Standard attention computes:

```
o_t = Ξ£_{i≀t} softmax(q_t Β· k_i) v_i    β€” requires O(T) KV-cache
```

Monoid attention compresses the entire causal history into a **fixed-size state matrix** S_t per head:

```
S_t = diag(Ξ±_t) Β· S_{t-1} + k_t βŠ— v_t     β€” vector decay monoid recurrence
o_t = q_t Β· S_t                              β€” state readout
```

This is a monoid because the binary operator `(log_Ξ±, S) βŠ• (log_Ξ², X) = (log_Ξ± + log_Ξ², exp(log_Ξ²)Β·S + X)` is **associative**, enabling O(T) parallel prefix scan for training and O(1) sequential update for inference.

## Vector Decay β€” Per-Dimension Memory Lifetimes

Unlike scalar decay (one α per head), Spartacus uses **vector decay**: each dimension of the d-vector has its own independent decay rate α_t[i] ∈ (0, 1]:

```
S_t[i,j] = Ξ±_t[i] Β· S_{t-1}[i,j] + k_t[i] Β· v_t[j]
```

This allows different feature dimensions to specialize:
- **Fast-decaying dimensions** (Ξ± β‰ˆ 0) β€” local syntax, punctuation, function words
- **Slow-decaying dimensions** (Ξ± β‰ˆ 1) β€” entity memory, topic tracking, long-range facts

The decay gate uses **Negative Softplus** activation:

```
log Ξ±_t = -softplus(WΒ·x_t + b)
```

| Property | Value |
|---|---|
| Range | Ξ± ∈ (0, 1] β€” bounded, no explosion |
| Perfect memory | WΒ·x β†’ -∞ ⟹ softplus β†’ 0 ⟹ Ξ± β†’ 1 (lossless retention) |
| Full forgetting | WΒ·x β†’ +∞ ⟹ softplus β†’ ∞ ⟹ Ξ± β†’ 0 (complete reset) |
| Stability | Ξ± ≀ 1 by construction β€” no divergence regardless of input magnitude |

## Attention Mask β€” Padding-Aware Recurrence

The monoid recurrence correctly handles `attention_mask` for padded batches (e.g., left-padding during `generate()`).

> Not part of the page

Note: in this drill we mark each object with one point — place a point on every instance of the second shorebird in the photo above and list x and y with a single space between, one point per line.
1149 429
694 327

For PAD positions (mask=0):

```
log_Ξ± = 0    β†’  Ξ± = 1  (preserve state unchanged)
k = 0, v = 0 β†’  kv = 0 (no information injected)
```

Net effect: `S_t = 1Β·S_{t-1} + 0 = S_{t-1}` β€” PAD acts as the **monoid identity element**, completely invisible to the recurrence. This ensures identical outputs whether inputs are padded or not.

## Design Choices

- **SiLU-activated keys**: `k = SiLU(k_proj(x))` ensures non-negative keys, making the state matrix S positive semi-definite (PSD). This prevents "feature erasure" where one token's contribution cancels another's
- **QK-Norm**: RMSNorm on both q and k before readout, stabilizing the scale of qΒ·S when the state matrix accumulates many outer products
- **Log-space decay**: Working in log-space `log(Ξ±)` avoids numerical underflow when Ξ±^T β†’ 0 for long sequences
- **Learnable h0**: The initial state Sβ‚€ = h0 is a learnable parameter (zero-initialized), acting as a compressed "system prompt"
- **Negative Softplus gate**: Ensures Ξ± ∈ (0, 1] by construction β€” allows perfect memory (Ξ±=1) while preventing state explosion (Ξ±>1)

## Three Forward Paths

| Path | Condition | Complexity | Description |
|---|---|---|---|
| Training | `use_cache=False` | O(T) parallel scan | Vectorized outer products β†’ parallel prefix scan β†’ vectorized readout |
| Inference prefill | `use_cache=True, T>1` | O(T) parallel scan | Same as training + extracts final state S_T for cache |
| Inference decode | `use_cache=True, T=1` | **O(1)** monoid_op | Single `monoid_op` to fold new token into state β†’ one matmul readout |

## Model Details

| Parameter | Value |
|---|---|
| Model | `NoesisLab/Spartacus-1B-Instruct` |
| Architecture | MonoidForCausalLM |
| Parameters | ~1.34B (tied embeddings) |
| Hidden size | 2048 |
| Intermediate size (MLP) | 8192 |
| Layers | 16 |
| Attention heads | 32 |
| Head dimension | 64 |
| Decay gate | Vector decay, d=64 per head |
| State matrix per head | 64 Γ— 64 = 4,096 floats |
| Vocabulary | 128,256 (Llama-3.2 tokenizer) |
| Precision | bfloat16 |

## Benchmarks (0-shot)

| Task | Metric | Value | Stderr |
|---|---|---|---|
| ARC-Challenge | acc_norm | 0.3063 | Β±0.0135 |
| ARC-Easy | acc | 0.5518 | Β±0.0102 |
| HellaSwag | acc_norm | 0.4610 | Β±0.0050 |
| PIQA | acc_norm | 0.6915 | Β±0.0108 |
| WinoGrande | acc | 0.5225 | Β±0.0140 |

### Comparison with ~1B Baselines (acc_norm, 0-shot)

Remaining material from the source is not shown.